Construction and validation of lentiviral vector carrying rat neuronal nitric oxide synthase in vitro and in vivo

Abstract

In the present study, we developed a lentiviral vector with human cytomegalovirus promoter permitting high-level of nNOS expression. Neuronal cell line NG108 was used as an in vitro model to check the validity of gene transfer. The cells were infected with lenti-EGFP or lenti-nNOS particles for 24h. Lenti-nNOS infection in the NG108 cells induced dose dependent increase in mRNA and protein for nNOS; with a dose of 2.5 × 10⁴ pfu/ml, nNOS mRNA expression increased by 40-fold while protein expression was increased by 2.5-fold compared to lenti-EGFP. Moreover, lenti-nNOS infection caused a greater increase in nNOS immunoreactivity in NG108 cells compared to lenti-EGFP as shown by immonocytochemistry. nNOS expression showed time dependent increases with lenti-nNOS infection with maximum up-regulation observed after two weeks of infection. Moreover, in vivo, unilateral injection of lenti-nNOS into the paraventricular nucleus (PVN) of rats induced a 27-fold increase of nNOS protein level in the injected side compared to non-injected side and this escalation was sustained up to three weeks. Overall, lenti-EGFP injection in the PVN did not show any significant change in nNOS expression.
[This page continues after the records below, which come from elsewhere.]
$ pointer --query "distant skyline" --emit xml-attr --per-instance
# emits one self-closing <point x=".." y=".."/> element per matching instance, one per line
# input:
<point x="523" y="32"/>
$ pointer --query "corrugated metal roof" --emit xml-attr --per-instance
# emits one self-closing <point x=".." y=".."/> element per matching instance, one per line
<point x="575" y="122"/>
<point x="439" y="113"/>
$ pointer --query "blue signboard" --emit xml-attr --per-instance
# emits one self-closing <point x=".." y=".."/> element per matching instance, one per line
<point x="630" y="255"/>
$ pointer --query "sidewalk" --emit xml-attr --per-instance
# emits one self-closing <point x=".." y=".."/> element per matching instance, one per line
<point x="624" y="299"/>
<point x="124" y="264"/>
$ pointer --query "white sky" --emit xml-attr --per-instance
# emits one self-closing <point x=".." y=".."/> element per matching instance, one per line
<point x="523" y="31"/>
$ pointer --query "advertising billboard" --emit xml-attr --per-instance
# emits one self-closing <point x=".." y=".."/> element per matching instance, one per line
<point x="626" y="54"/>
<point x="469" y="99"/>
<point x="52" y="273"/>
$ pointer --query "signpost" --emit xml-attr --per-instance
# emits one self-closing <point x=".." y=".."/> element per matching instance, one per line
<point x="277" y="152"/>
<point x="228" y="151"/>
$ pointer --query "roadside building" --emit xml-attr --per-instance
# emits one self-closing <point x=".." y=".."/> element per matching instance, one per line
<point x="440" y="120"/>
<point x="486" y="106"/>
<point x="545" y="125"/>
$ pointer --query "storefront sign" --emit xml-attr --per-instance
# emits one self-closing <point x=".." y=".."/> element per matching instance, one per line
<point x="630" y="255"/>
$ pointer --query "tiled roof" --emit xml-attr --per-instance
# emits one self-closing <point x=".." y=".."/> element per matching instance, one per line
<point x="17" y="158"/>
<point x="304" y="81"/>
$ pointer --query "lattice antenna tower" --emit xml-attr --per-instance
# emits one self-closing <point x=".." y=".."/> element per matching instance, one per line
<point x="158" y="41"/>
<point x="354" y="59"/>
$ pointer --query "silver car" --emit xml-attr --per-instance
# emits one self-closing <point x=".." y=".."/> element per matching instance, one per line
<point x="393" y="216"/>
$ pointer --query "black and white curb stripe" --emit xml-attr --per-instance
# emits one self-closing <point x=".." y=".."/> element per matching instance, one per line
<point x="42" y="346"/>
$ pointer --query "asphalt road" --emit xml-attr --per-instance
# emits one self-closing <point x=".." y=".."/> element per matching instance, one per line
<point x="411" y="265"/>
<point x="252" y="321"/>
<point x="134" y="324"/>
Furthermore, NADPH-diaphorase staining of nNOS in the PVN infected with lenti-nNOS induced a visible increase in nNOS expression compared with contralateral non-injected side up to three weeks. These results indicate that this approach of lentiviral mediated gene transfer of nNOS may provide a new means to up-regulate the nNOS expression for longer periods of time compared to adenoviral transfection and can be used as a research tool and potentially a therapy for chronic diseases involving impaired nNOS expression.

Figure 1

Real time PCR analysis of nNOS in NG108 cells treated with 3 concentrations of lenti-EGFP and lenti-nNOS for 24h. Values are mean±SE of three different experiments. * Significantly different from control without any treatment; # Significantly different from corresponding dose between different groups, P<0.05.

Figure 2

nNOS expression in NG108 cells treated with 3 concentrations of lenti-EGFP and lenti-nNOS for 24h. Top: a representative Western blot, bottom: densitometric analyses of nNOS level normalized to GAPDH. Values are mean±SE of four different experiments. * Significantly different from control without any treatment; # Significantly different from corresponding dose between different groups, P<0.05.

Figure 3

Representative immunofluorescent photomicrographs of Lenti-EGFP (A) and Lenti-nNOS (B) (2.5× 10⁴ pfu/ml) treated NG108 cells for 24h and stained for nNOS (green). Blue spots show the nucleus stained by 4′, 6′-diamidino-2-phenylindole (DAPI)

Figure 4

Time course of nNOS in lenti-EGFP-treated (A) and lenti-nNOS-treated (B) NG108 cells after 1, 2 and 3 weeks. Top: a representative Western blot, bottom: densitometric analyses of nNOS level normalized to GAPDH. Values are mean±SE of four different experiments. * Significantly different from control without any treatment, P<0.05.

Figure 5

(A) Representative histochemical photomicrographs of NADPH-diaphorase labeled neurons (blue staining) in the PVN at similar coronal level. Left side: lenti-nNOS injected side. Scale bar=200μm. 3V: third ventricle. (B) Ratio of nNOS intensity in the PVN of two independent experiments. Values expressed as mean ± SEM, n=2 rats. NI: non-injected side; I: injected side.

Figure 6

Time course of nNOS in the PVN of rats microinjected unilaterally with lenti-EGFP and lenti-nNOS after 1, 2 and 3 weeks. Values expressed as mean ± SEM, n=4 rats. NI: non-injected side; I: injected side. * Significant difference from non-injected side within the same week and group; # Significant difference from corresponding PVN side and week between different groups, P<0.05.